When twenty developers each maintain their own ~/.cursor/mcp.json, you have not built MCP infrastructure. You have built a distributed sticky-note system that fails closed every time a credential rotates.

Key Takeaways
  • The hidden cost of distributed MCP config is O(developers × servers), not O(servers). A 240-engineer org with 8 servers maintains roughly 1,900 entries by hand.
  • A registry entry is a server plus its auth metadata, access policy, transport, and a cached tool schema — not just a URL.
  • Dynamic tool discovery turns tools/list into a per-caller, RBAC-filtered query against the registry.
  • Storing auth metadata separately from server URLs makes credential rotation a one-row update instead of a fleet-wide config push.
  • Multi-tenant isolation lives in the query path: every read carries a tenant context, and "shared services" is an explicit cross-tenant grant.

02:47 UTC, Tuesday. Continental Aerospace Systems — a fictional but unfortunately plausible 240-engineer avionics platform vendor — rotates its GitHub App private key on schedule. By 09:00, #platform-help has 23 threads from squad leads, each a variant of "MCP is broken in Cursor." The fix is identical every time — paste the new token into ~/.cursor/mcp.json, restart the IDE — but it has to be done 187 times, and the platform team loses a half-day before they finish.

That morning is not an MCP problem. It's a registry problem. The protocol works; what's missing is the layer between the agent and the protocol that knows which servers exist, who can use which tools, and how to tell every IDE in the organization about a rotated credential without 187 git commits. This post is about that layer, using TrueFoundry's MCP Gateway as the reference implementation throughout.

1. The Configuration Drift Problem: What 20 Developers × 8 MCP Servers Actually Costs

The shape of the problem is multiplication. Continental's 240 engineers across 14 squads run Claude Code, Cursor, and VS Code against eight MCP servers: GitHub, Sentry, Atlassian, Linear, Slack, an internal Postgres-backed fleet-telemetry server, an airworthiness-kb server backed by their FAA directives, and Exa for search. At baseline, every engineer maintains an ~/.cursor/mcp.json like this.

~/.cursor/mcp.json — local MCP configuration, per developer

{
  "mcpServers": {
    "github": {
      "url": "https://api.githubcopilot.com/mcp",
      "headers": { "Authorization": "Bearer ghp_..." }
    },
    "sentry": {
      "url": "https://mcp.sentry.dev/mcp",
      "headers": { "Authorization": "Bearer sntrys_..." }
    },
    "linear":    { "url": "https://mcp.linear.app/mcp" },
    "atlassian": { "url": "https://mcp.atlassian.com/v1/mcp" },
    "slack":     { "url": "https://mcp.slack.com/mcp" },
    "fleet-telemetry": {
      "url": "https://fleet-mcp.internal.example/mcp",
      "headers": { "Authorization": "Bearer eyJ..." }
    },
    "airworthiness-kb": { "url": "https://kb-mcp.internal.example/mcp" },
    "exa": {
      "url": "https://mcp.exa.ai/mcp",
      "headers": { "Authorization": "Bearer exa_..." }
    }
  }
}

Eight servers per developer, 240 developers, gives the platform team about 1,920 implicit config entries to keep correct. The costs land in five places.
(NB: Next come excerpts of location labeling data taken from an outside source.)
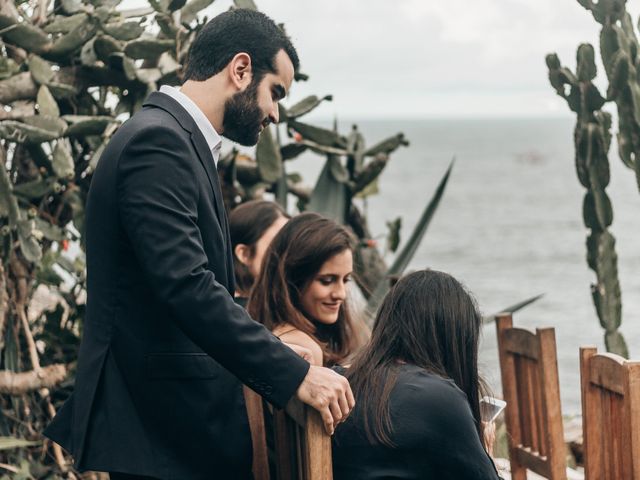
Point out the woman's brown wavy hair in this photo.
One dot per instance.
(294, 257)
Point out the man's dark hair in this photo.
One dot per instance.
(238, 30)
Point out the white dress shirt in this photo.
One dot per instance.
(211, 136)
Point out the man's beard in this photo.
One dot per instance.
(242, 116)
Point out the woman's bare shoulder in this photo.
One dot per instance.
(289, 334)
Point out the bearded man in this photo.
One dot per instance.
(164, 347)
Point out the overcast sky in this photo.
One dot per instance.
(433, 58)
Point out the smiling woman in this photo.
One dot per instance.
(301, 292)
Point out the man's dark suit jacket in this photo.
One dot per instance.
(156, 391)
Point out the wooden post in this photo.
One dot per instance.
(590, 417)
(551, 409)
(504, 321)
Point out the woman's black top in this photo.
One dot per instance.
(433, 431)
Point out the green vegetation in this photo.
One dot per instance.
(619, 53)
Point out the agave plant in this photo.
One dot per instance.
(70, 73)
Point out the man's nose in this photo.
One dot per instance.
(274, 116)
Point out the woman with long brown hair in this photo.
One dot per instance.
(417, 388)
(301, 292)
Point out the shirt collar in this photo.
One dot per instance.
(210, 135)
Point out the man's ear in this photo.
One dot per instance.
(243, 253)
(240, 70)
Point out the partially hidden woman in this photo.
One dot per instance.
(301, 291)
(417, 388)
(252, 226)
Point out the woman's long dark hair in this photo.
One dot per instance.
(427, 319)
(247, 223)
(294, 257)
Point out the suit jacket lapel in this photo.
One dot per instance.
(205, 156)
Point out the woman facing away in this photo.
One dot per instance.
(252, 226)
(417, 388)
(301, 291)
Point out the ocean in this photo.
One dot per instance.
(509, 225)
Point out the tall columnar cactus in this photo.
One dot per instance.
(592, 137)
(70, 72)
(619, 50)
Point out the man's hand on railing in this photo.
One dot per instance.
(329, 393)
(300, 350)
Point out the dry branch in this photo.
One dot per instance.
(13, 383)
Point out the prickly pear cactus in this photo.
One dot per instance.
(592, 136)
(620, 56)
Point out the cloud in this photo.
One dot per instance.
(430, 57)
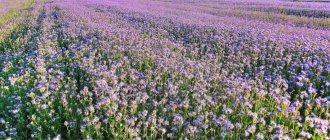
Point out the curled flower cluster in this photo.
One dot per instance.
(143, 69)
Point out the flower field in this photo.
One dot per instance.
(164, 69)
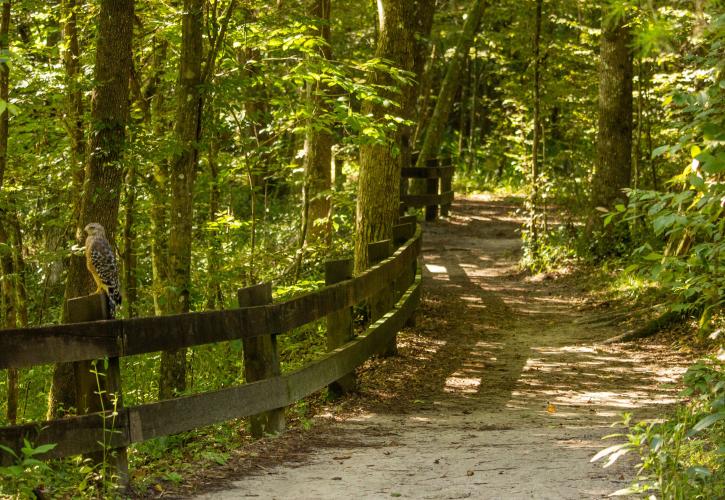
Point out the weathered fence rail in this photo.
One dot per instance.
(438, 176)
(396, 277)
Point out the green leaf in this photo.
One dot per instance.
(608, 451)
(659, 151)
(653, 256)
(707, 422)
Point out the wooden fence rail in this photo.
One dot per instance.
(438, 176)
(394, 281)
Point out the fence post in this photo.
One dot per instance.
(383, 301)
(261, 360)
(446, 186)
(431, 188)
(99, 388)
(339, 325)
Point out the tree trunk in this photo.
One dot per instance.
(129, 249)
(318, 148)
(533, 225)
(424, 94)
(187, 132)
(379, 184)
(214, 296)
(614, 139)
(104, 173)
(74, 99)
(160, 182)
(436, 126)
(6, 259)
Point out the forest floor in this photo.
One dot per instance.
(502, 390)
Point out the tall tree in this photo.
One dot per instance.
(614, 139)
(182, 172)
(104, 173)
(380, 163)
(73, 118)
(537, 128)
(318, 144)
(6, 259)
(187, 131)
(438, 121)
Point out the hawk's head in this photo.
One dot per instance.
(94, 229)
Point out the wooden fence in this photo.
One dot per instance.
(438, 176)
(391, 288)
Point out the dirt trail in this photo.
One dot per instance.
(499, 392)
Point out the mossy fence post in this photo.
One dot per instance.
(383, 301)
(339, 324)
(261, 360)
(98, 388)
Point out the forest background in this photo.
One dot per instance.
(223, 143)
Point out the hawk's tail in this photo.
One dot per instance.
(114, 300)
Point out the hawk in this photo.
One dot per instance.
(101, 263)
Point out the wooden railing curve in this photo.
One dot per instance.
(83, 341)
(438, 176)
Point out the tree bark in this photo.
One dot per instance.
(378, 197)
(187, 131)
(6, 259)
(104, 173)
(436, 126)
(614, 140)
(74, 99)
(129, 237)
(533, 228)
(318, 148)
(182, 169)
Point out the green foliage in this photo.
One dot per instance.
(27, 473)
(681, 233)
(684, 456)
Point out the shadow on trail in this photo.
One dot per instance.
(490, 339)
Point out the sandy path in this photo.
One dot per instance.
(465, 411)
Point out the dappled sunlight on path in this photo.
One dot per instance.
(498, 392)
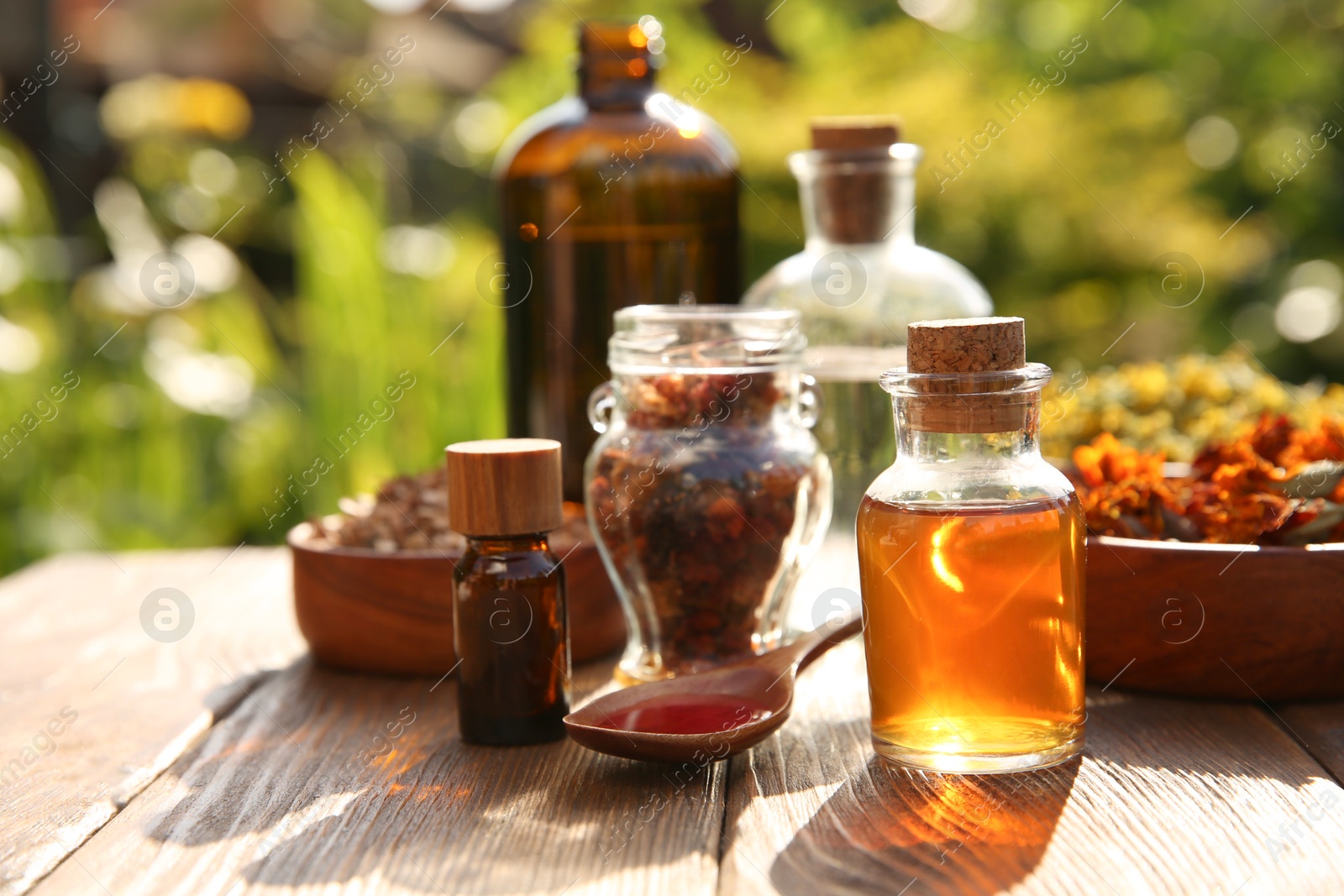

Failure mode What it costs Continental
Credential rotation Each GitHub App key rotation breaks 187 IDEs at once. Half a person-day for support, every quarter.
URL changes When a vendor moves from /v1/mcp to /v2/mcp, every config has to be rewritten by hand. It trickles for weeks and never finishes.
Server outages An hour of Sentry MCP 503s yields 20 separate tickets. No shared circuit breaker, no shared dashboard.
Tool sprawl A squad enables an unvetted public server. Six weeks later, half of engineering is using it. No one approved it; no one is auditing what it exposes.
Audit and compliance Asked which AI tools accessed customer data last quarter, Continental has no single answer. Configs are on laptops; call logs are wherever each vendor decided to keep them.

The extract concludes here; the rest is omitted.